Sound symbolism in brand names, is it real and how to use it

Run a 60-second test on yourself, see why the effect has held for almost a century, then turn the two phonetic dials a founder actually controls.
Sound symbolism in brand names, is it real and how to use it

Read these two made-up words out loud, bouba and kiki.

Now picture two shapes, one all soft curves like a cloud, the other all sharp points like a shard of glass. Match each word to a shape before you read the next line.

You almost certainly gave bouba to the rounded shape and kiki to the spiky one. Nearly everyone does. The point of doing it yourself first is that you just felt something happen that you did not decide. You did not reason your way to the answer. The sounds arrived already carrying a shape.

An ink illustration of two forms, a rounded cloud-like shape and a sharp crystalline shape, the bouba and kiki of the classic shape-sound experiment.

That reflex has a name. It is sound symbolism, the non-arbitrary link between how a word sounds and what the mind assumes it means. It is the same reflex that decides whether a brand name feels fast or heavy, cheap or premium, in the half-second before a buyer reads a word of your copy. What follows is whether that reflex is real, what it is doing, and how to aim it.

Is it real?

Yes. It is one of the most reliably reproduced findings in the study of language, with a record that runs back almost a hundred years.

In 1929 the linguist Edward Sapir ran the experiment in its plainest form. He gave people the nonsense pair mal and mil and asked which named a larger table and which a smaller one. Across his groups, somewhere between 75 and 96 percent chose mal, the back-vowel word, for the larger object, with 83 percent agreement in his largest group of 124 teenagers. The vowel alone carried the size.

The shape version you just ran comes from the same era. The psychologist Wolfgang Köhler showed people a jagged figure and a rounded one alongside two invented words, takete and maluma, and found the same lopsided agreement about which sound belonged to which form. He had renamed the rounded word by the 1947 edition of his book, and the result still held.

The modern numbers are larger and harder to wave off. Ramachandran and Hubbard reported in 2001 that about 95 percent of people match the spiky shape to kiki and the round one to bouba. In 2022 a cross-cultural study put the effect to its hardest test yet, running it across 25 languages from 9 language families and 10 different writing systems. It held at a 72 percent match rate, far above chance, even among readers whose scripts look nothing like the Roman alphabet.

None of this is a branding myth or a copywriter's flourish. The effect is measured, and it has reproduced for nearly a century, across cultures and writing systems.

What your brain is actually doing

Knowing the effect is real matters less than knowing when it fires. The useful part for a founder is about timing and control. The inference is automatic, and it runs below the level you can switch off.
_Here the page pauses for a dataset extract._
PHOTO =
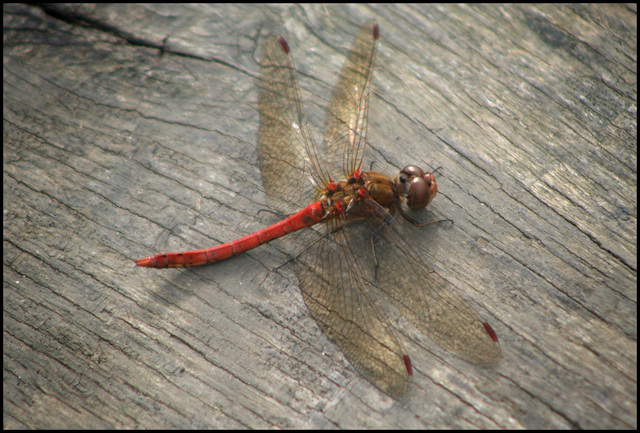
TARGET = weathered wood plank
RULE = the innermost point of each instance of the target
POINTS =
(130, 130)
The clearest evidence comes from a 2004 study by Yorkston and Menon in the Journal of Consumer Research. They invented an ice cream and served it to two groups, changing exactly one thing, the name. One group got Frish, the other got Frosh. The only difference is the vowel, a front one against a back one. The group that ate Frosh rated the same ice cream as smoother, creamier, and richer, scoring it 5.06 against 4.25, and the effect held even when people were told it was a real brand name rather than a made-up one.

The part that matters most is how the inference behaved. Yorkston and Menon found it was automatic, outside awareness, and effortless. Their subjects were not sounding out the name and deducing a flavor. The meaning was already there before they noticed it. And in their study the effect grew stronger when people were distracted, not weaker.

A schematic of sound entering the ear and producing an immediate impression ahead of comprehension.

Put that next to the timing. A buyer meets your name before they read your tagline, before the product shots load, before a single claim registers. In that half-second the sounds have already deposited expectations, fast or slow, hard or soft. Your copy then either confirms what the sound promised or argues with it. A name whose sound contradicts its positioning is not neutral. It is spending the buyer's first impression fighting itself.

Dial one, vowel frontness

For practical purposes the science reduces to two dials you can actually turn. The first is vowel frontness.

A diagram of the two phonetic dials. Vowel frontness runs from front, which reads small, light and fast, to back, which reads large and heavy. Consonant voicing runs from voiceless and mild to voiced and forceful.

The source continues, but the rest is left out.